Less than $100 on the cloud. Based on my recent experiments, with two A100 (80gb) GPUs, it takes around 16h to train gpt2-small on 3.3B tokens. You’d pay$80 for 4xA100 (40gb) on Lambda Labs or around \$45 on GCP, in a good region.

### How many parameters does gpt2-small have?

While the GPT2 paper says gpt2-small has 117m parameters, the Hugginface implementation actually has 127m:

from transformers import AutoModel
gpt2_small = AutoModel.from_pretrained('gpt2')
gpt2_small.num_parameters()


Not counting embeddings (gpt2_small.num_parameters(exclude_embeddings=True)), it’s 85m which is also quite off. I’m not sure what’s going on here. The difference doesn’t seem to matter much.

### What are good hyperparameters?

I found it useful to look at config files of two well-documented open source projects training gpt2-small-sized models: codeparrot and mistral.
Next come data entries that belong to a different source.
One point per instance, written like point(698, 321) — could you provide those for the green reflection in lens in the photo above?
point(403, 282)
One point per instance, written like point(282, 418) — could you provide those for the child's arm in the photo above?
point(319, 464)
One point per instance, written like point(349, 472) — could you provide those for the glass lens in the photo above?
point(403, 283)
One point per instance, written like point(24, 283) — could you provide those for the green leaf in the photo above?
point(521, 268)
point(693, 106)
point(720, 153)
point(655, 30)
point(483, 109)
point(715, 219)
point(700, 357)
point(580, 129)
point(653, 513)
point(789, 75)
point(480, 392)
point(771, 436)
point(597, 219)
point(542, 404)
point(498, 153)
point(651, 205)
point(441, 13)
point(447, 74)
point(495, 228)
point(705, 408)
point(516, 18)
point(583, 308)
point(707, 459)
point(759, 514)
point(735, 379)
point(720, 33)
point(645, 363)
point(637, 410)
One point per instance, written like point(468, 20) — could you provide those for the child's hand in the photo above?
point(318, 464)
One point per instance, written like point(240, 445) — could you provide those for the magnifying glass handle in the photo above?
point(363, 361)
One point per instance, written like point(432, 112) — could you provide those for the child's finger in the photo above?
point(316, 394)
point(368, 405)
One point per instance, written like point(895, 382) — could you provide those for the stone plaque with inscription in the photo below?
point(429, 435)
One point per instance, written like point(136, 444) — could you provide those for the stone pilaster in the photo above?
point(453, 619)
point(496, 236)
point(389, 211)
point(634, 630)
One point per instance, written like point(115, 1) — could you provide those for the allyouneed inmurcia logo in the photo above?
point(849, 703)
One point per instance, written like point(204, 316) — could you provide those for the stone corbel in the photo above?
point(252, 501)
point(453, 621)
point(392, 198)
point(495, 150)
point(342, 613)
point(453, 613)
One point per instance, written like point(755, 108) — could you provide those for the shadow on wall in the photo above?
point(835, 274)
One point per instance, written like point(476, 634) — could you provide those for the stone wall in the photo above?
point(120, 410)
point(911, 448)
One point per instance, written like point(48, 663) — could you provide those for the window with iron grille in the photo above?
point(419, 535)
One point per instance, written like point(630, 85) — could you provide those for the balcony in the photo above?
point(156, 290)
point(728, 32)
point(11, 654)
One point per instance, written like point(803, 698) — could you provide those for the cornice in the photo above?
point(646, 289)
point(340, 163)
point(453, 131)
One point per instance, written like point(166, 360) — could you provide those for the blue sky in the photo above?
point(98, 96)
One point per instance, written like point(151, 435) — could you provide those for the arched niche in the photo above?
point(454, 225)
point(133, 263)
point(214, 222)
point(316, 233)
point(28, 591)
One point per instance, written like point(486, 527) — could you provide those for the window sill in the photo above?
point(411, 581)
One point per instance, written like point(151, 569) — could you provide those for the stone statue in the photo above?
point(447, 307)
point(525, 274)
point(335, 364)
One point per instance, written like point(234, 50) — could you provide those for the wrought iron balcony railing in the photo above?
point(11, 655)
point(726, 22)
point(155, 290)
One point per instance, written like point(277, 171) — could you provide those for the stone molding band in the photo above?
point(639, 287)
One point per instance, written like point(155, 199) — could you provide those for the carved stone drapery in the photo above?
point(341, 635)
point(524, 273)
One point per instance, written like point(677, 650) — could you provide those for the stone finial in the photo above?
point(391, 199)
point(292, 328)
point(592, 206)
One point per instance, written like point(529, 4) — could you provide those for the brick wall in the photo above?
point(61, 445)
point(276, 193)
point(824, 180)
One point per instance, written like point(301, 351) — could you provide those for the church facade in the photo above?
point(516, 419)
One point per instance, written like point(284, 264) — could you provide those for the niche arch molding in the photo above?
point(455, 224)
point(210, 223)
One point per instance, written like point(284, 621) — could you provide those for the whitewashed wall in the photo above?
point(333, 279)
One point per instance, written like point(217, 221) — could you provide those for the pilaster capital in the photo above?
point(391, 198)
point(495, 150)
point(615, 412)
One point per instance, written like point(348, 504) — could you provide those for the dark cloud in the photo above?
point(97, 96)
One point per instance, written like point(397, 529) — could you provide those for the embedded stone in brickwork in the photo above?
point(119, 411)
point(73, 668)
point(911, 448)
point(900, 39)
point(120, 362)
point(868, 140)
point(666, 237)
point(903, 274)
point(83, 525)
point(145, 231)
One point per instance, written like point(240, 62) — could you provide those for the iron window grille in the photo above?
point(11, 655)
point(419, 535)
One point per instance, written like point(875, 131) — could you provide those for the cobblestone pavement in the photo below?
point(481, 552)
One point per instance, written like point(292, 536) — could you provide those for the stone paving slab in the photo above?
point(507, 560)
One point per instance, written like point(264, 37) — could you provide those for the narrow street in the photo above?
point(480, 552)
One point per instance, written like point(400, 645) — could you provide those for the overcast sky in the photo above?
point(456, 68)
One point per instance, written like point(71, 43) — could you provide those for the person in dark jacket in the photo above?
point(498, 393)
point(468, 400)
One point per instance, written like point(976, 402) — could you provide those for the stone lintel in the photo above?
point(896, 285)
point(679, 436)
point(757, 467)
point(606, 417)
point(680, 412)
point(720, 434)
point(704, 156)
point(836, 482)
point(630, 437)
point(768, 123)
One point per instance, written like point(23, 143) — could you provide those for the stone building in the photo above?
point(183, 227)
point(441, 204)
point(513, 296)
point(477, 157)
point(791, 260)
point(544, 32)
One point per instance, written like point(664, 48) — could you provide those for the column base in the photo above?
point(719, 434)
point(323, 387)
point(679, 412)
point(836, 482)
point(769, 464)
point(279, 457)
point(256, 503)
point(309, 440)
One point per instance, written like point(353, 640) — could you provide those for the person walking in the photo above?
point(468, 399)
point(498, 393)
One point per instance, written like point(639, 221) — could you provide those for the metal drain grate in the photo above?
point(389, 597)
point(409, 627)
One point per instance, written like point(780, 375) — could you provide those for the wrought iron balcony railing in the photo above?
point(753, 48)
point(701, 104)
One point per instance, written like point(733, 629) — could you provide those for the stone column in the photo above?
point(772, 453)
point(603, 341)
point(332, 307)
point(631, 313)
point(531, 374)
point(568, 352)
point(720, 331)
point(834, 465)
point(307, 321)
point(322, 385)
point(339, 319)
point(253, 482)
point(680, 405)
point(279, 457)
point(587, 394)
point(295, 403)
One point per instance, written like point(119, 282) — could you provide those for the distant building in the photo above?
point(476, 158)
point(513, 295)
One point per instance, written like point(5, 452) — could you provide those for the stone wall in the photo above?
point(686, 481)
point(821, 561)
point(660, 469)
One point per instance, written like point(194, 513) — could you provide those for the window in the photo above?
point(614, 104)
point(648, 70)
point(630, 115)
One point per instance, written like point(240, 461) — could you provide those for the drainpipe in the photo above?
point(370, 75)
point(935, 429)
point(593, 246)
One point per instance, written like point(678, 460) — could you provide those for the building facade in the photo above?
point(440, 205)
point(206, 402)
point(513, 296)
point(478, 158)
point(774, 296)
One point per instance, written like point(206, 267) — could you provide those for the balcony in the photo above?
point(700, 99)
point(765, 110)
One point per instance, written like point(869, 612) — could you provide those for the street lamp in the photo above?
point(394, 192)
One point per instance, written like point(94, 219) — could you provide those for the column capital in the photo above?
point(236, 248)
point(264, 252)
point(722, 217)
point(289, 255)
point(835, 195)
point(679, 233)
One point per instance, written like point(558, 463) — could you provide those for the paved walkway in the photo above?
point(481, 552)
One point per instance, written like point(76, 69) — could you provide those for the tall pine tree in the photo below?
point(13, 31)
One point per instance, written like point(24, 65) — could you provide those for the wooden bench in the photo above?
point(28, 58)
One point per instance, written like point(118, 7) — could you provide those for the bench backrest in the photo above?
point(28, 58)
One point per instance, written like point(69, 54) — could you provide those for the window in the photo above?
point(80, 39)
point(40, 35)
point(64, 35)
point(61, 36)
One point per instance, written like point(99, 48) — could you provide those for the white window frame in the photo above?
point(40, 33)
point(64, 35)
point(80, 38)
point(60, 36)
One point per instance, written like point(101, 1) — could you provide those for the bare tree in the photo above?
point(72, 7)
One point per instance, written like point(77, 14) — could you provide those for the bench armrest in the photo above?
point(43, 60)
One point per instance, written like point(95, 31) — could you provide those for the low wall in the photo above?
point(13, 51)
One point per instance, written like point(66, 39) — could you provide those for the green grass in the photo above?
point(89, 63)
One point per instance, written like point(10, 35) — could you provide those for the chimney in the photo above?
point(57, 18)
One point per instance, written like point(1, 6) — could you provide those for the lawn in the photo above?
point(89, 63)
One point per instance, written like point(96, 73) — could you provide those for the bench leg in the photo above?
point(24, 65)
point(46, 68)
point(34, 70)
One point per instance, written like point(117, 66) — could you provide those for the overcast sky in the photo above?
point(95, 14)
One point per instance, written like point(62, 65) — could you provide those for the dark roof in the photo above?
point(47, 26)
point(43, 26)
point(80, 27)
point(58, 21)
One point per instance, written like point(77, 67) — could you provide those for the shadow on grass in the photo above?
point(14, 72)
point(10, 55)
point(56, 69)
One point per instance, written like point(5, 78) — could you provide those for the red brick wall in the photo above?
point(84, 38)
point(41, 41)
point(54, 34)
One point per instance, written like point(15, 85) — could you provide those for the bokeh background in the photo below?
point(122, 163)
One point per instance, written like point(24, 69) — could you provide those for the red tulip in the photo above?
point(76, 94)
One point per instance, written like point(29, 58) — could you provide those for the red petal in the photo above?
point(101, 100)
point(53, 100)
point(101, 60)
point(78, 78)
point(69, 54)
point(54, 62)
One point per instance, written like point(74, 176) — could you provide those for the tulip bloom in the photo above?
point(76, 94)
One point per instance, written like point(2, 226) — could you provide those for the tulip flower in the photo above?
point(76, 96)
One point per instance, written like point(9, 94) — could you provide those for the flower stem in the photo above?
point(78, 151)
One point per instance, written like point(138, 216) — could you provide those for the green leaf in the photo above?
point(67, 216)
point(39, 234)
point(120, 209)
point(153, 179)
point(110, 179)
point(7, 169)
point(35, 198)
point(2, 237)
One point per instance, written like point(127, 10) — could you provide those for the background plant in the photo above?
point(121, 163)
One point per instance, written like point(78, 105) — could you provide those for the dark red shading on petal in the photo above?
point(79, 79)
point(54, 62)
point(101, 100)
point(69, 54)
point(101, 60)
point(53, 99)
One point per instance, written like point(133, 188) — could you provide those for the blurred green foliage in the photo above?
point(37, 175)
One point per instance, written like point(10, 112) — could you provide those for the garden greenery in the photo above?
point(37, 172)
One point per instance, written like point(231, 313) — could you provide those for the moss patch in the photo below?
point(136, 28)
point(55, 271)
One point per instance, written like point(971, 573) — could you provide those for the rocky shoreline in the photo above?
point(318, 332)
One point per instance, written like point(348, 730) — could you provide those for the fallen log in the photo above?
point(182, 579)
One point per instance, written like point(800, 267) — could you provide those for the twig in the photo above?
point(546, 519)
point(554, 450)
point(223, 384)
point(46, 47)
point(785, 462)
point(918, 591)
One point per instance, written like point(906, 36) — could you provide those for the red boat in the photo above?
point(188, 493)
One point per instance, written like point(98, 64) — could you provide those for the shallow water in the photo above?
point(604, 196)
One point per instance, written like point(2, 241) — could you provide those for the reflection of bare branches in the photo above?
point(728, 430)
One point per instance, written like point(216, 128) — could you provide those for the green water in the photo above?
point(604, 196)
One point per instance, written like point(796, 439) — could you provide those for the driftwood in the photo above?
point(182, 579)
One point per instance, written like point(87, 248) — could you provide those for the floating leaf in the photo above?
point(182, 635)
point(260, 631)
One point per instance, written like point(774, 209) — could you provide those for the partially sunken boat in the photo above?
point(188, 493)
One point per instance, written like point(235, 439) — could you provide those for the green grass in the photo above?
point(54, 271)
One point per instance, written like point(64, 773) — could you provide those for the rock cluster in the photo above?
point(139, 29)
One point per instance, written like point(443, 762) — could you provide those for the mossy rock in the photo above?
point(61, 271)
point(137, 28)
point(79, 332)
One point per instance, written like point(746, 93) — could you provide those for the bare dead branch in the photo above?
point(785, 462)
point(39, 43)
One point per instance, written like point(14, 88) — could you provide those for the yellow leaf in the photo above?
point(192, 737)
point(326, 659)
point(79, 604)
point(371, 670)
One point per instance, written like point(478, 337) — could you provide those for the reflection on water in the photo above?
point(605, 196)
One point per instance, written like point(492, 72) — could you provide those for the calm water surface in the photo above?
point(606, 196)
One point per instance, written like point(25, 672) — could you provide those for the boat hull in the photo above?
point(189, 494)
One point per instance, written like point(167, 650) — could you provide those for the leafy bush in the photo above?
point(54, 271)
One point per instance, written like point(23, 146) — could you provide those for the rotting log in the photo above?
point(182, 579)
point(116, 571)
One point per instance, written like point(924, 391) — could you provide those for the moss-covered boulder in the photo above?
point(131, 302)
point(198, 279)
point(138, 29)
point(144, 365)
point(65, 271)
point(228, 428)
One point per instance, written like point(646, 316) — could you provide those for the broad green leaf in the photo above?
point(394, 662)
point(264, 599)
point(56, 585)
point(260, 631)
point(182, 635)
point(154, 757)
A Bloom paper called What Language Model to Train if You Have One Million GPU Hours? and the Gopher paper also report some results with gpt2-small-sized models.

Overall, I’d use a linear or cosine learning rate schedule (with warmup_ratio=0.01) and do a sweep over batch sizes and learning rates. For instance, codeparrot-small used learning rate 5e-4 and batch size 192 (197k tokens) while mistral used learning rate 6e-4 and batch size 512 (524k tokens). Similarly, the Gopher paper reports their learning rate and batch size for 117m model to be 6e-4 and 125 (0.25m tokens; note they have context window 2048).